The Baltic states are skeptical about reopening talks on the United Kingdom's withdrawal from the European Union, Baltic leaders said at a press conference in Riga on Monday.
A meeting of the Baltic Council of Ministers, which took place in Riga on Monday, brought together Latvian Prime Minister Krišjānis Kariņš, Lithuanian Prime Minister Saulius Skvernelis and Estonian Ambassador to Latvia Arti Hilpus, standing in for Prime Minister Jüri Ratas (Centre), who was unable to attend as his aircraft was turned around due to bad weather.
The prime ministers and Mr Hilpus dismissed rumours that the UK has approached the Baltic states with the request to call for an extension of the Brexit negotiations, saying that no such request exists.

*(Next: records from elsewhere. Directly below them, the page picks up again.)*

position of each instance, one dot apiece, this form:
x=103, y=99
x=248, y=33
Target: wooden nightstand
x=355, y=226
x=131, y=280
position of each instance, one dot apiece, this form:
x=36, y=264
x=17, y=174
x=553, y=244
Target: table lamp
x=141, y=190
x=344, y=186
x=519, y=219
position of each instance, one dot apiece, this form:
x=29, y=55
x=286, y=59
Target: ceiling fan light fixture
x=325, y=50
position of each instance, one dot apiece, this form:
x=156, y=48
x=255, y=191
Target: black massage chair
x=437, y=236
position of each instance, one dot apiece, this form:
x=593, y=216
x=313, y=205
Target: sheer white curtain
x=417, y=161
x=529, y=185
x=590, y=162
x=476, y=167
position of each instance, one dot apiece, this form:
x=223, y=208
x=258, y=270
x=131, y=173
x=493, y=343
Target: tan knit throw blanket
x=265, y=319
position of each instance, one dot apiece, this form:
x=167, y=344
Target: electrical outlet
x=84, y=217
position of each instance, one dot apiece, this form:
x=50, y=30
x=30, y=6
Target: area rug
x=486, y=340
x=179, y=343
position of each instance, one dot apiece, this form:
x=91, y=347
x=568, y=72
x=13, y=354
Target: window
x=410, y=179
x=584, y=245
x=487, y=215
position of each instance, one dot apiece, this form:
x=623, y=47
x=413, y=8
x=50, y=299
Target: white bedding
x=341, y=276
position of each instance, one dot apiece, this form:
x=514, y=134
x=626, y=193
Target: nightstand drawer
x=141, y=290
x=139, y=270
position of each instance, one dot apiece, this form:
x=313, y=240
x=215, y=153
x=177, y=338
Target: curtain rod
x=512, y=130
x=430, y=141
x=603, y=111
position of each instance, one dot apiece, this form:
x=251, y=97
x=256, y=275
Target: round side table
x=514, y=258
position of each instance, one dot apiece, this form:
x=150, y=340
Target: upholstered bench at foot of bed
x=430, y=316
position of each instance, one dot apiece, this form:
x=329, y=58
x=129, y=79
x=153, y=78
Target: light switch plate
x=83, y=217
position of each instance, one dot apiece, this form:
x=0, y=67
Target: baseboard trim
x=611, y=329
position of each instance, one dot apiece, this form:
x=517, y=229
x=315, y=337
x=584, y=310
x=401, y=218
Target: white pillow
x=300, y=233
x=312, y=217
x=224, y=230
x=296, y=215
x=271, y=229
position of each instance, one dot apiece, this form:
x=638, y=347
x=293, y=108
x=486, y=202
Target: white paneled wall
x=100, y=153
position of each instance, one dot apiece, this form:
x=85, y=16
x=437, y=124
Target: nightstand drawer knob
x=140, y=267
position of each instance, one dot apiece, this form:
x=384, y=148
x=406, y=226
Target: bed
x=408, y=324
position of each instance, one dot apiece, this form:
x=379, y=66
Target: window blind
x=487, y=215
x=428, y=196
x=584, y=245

Mr Kariņš said that the UK has not approached Latvia about the issue. He is also skeptical about the likelihood of reaching a new agreement, the BNS wrote on Monday.
"It took two years to reach the existing agreement on Brexit. It would be good to find a new agreement, for instance on Ireland, but I'm skeptical. I do not think that a good solution can be found in such a short time," Mr Kariņš said.
"Latvia sees the UK's withdrawal from the EU as something bad, because the UK is our strategic partner, but we need to think about the 27 remaining member states. Europe must stick together on Brexit," he added.
The Lithuanian prime minister stressed that the talks on the UK's withdrawal from the EU are over. Two years of hard work couldn't be replaced with last-minute proposals or decisions. There will be no new talks, the decisions that have been taken have to be implemented, Skvernelis said.
Ambassador Hilpus added that if the UK comes up with good arguments as to why the Brexit talks should be extended, EU leaders would have to make a decision.